Common food triggers of soy allergy include soybeans and soy products like soy milk or soy sauce. Given that soy is found in lots of foods, it’s important to check out food labels.
Like other allergies, the only treatment for soy allergy is the avoidance of soy.
Fish allergies are common, affecting up to around 2% of grownups.
Unlike other allergies, it’s not unusual for a fish allergy to surface area later on in life, with 40% of individuals establishing the allergy as an adult.
Like a shellfish allergy, a fish allergy can cause a major and possibly fatal allergic reaction. The primary symptoms are vomiting and diarrhea, but, in rare cases, anaphylaxis can also happen.
This suggests that those who are allergic to fish are generally offered an epi-pen to bring in case they inadvertently consume fish.
Because the signs can be comparable, a fish allergy is often puzzled for a reaction to a contaminant in fish, such as bacteria, viruses or toxic substances.
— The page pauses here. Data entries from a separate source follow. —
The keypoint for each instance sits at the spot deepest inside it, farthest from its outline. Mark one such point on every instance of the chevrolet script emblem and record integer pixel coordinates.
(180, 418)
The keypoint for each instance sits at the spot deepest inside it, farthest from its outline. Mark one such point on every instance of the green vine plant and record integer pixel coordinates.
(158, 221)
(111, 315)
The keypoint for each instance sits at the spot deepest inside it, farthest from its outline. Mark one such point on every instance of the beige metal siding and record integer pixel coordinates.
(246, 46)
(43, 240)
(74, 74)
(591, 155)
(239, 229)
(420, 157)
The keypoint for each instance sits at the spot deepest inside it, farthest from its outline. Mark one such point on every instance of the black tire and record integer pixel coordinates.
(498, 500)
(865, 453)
What’s more, since shellfish and fish with fins don’t carry the same proteins, individuals who are allergic to shellfish might not be allergic to fish.
Nevertheless, many individuals with a fish allergy are allergic to several kinds of fish.
The 8 food allergies outlined above are the most common ones.
However, there are many more.
Less common food allergies can trigger an array of symptoms, varying from mild itching of the lips and mouth (known as oral allergy syndrome) to life-threatening anaphylaxis.
Some less common food allergies include:
- Sesame seed.
- Kiwi fruit.
- Passion fruit.
- Mustard seeds.
Think You Have a Food Allergy?
Sometimes it can be difficult to tell food allergies and food intolerances apart.
If you think you have a food allergy, it’s important to talk to your doctor.
To learn whether you have an allergy or an intolerance, your doctor will probably carry out a number of diagnostic tests.
- Dietary review: An in-depth review of foods eaten, including timing and signs.
- Skin prick screening: A percentage of food is “pricked” into the skin using a tiny needle. The skin is then kept track of for a reaction.
- Oral food difficulties: The problem food is eaten in a controlled environment under medical guidance in gradually increasing quantities.
- Blood tests: In some situations, blood will be drawn and the level of IgE antibodies determined.
If you are allergic to a food, your doctor will encourage you on how to manage it. Your doctor might likewise refer you to a registered dietitian to assist with managing your diet.
The Bottom Line
Most food allergies are triggered by 8 foods: cow’s milk, eggs, tree nuts, peanuts, shellfish, fish, soy and wheat.
Unlike food intolerances, food allergies are brought on by your immune system incorrectly recognizing a few of the proteins in food as harmful.
This can cause possibly life-threatening reactions, and the only treatment is the elimination of the food from your diet.
If you think you have a food allergy, speak to your doctor about it.